Nous payons une pension ; c’est John qui est chargé de la
porter et, à présent qu’il est malade, je ne vois personne autre
que vous à qui m’adresser. Il s’agit d’une commission très délicate
: je ne l’exécute pas moi-même, et pour cause ; je n’ose
envoyer Macconochie, car c’est un bavard, et je suis… j’ai… je suis
désireux que cela n’aille pas aux oreilles de Mme Henry,
ajouta-t-il, en rougissant jusqu’au cou.
À vrai dire, quand je sus qu’il me fallait porter de l’argent à
une Jessie Broun, qui ne valait pas mieux qu’il ne fallait,
j’imaginai que Mr. Henry avait là quelque farce de jeunesse à
dissimuler. Je fus d’autant plus impressionné quand la vérité se
fit jour.
C’était au haut d’une allée, donnant sur une petite rue de
Saint-Bride, que Jessie avait son logement. L’endroit était fort
mal peuplé, surtout de contrebandiers. Il y avait à l’entrée un
homme au crâne fendu ; un peu plus haut, dans une taverne, des
gens criaient et chantaient, bien qu’il ne fût pas neuf heures du
matin. Bref, je n’ai jamais vu pire voisinage, même dans la grande
ville d’Édimbourg, et je fus à deux doigts de m’en retourner.

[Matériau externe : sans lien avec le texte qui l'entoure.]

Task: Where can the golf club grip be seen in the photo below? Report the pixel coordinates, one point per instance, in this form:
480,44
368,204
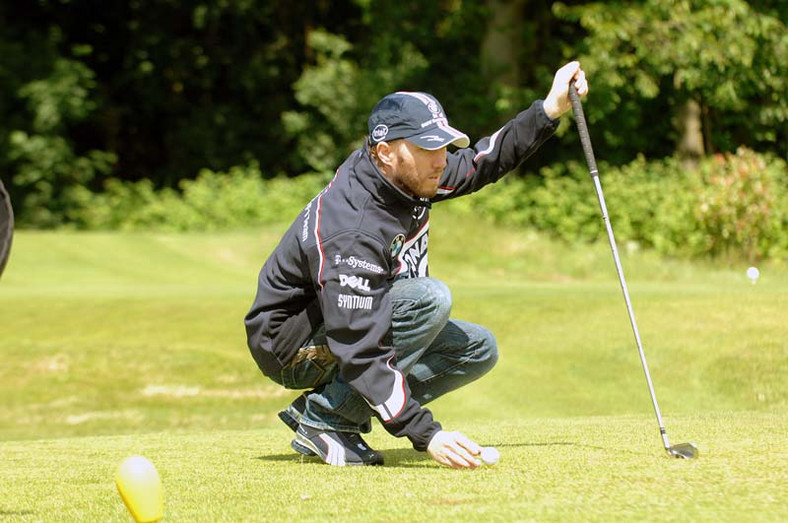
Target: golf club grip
582,129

L’appartement de Jessie comprenait une pièce avec ses dépendances,
et elle-même ne valait guère mieux. Elle refusa de me donner un
reçu (que Mr. Henry m’avait dit de réclamer, car il était fort
méthodique) avant d’avoir envoyé chercher des alcools, et sans que
j’eusse trinqué avec elle ; et tout le temps elle ne cessa de
se comporter d’une manière folâtre et détachée, – singeant parfois
les manières d’une dame, parfois éclatant d’une gaieté sans cause,
ou bien me faisant des agaceries et des avances qui me
remplissaient de dégoût. Sur le chapitre de l’argent, elle fut
tragique.
– C’est le prix du sang, dit-elle ; c’est ainsi que je le
reçois ; le prix du sang de celui qui fut trahi ! Voyez à
quoi j’en suis réduite ! Ah ! si le bon petit
gas[14] était de retour, cela marcherait
autrement. Mais il est mort, – il est couché mort dans les
montagnes du Highland, – le bon petit gas ! le bon petit
gas !
Elle avait une telle façon inspirée de larmoyer sur le bon petit
gas, mains jointes et yeux au ciel, qu’elle devait, je pense,
l’avoir apprise des comédiens ambulants. Je crus voir que son
chagrin était pure affectation et qu’elle insistait sur sa
dégradation uniquement parce que c’était alors la seule chose dont
elle pût se glorifier. Il serait faux de dire que je ne la
plaignais pas, mais c’était avec un mélange de dégoût, et sa
dernière façon d’agir balaya entièrement cette pitié. Lorsqu’elle
en eut assez de me donner audience, elle apposa son nom au bas du
reçu. « Voilà ! » dit-elle, et, lâchant une bordée de
blasphèmes les moins féminins, elle m’enjoignit de partir et de
porter cela au Judas qui m’avait envoyé. C’était la première fois
que j’entendais qualifier de la sorte Mr.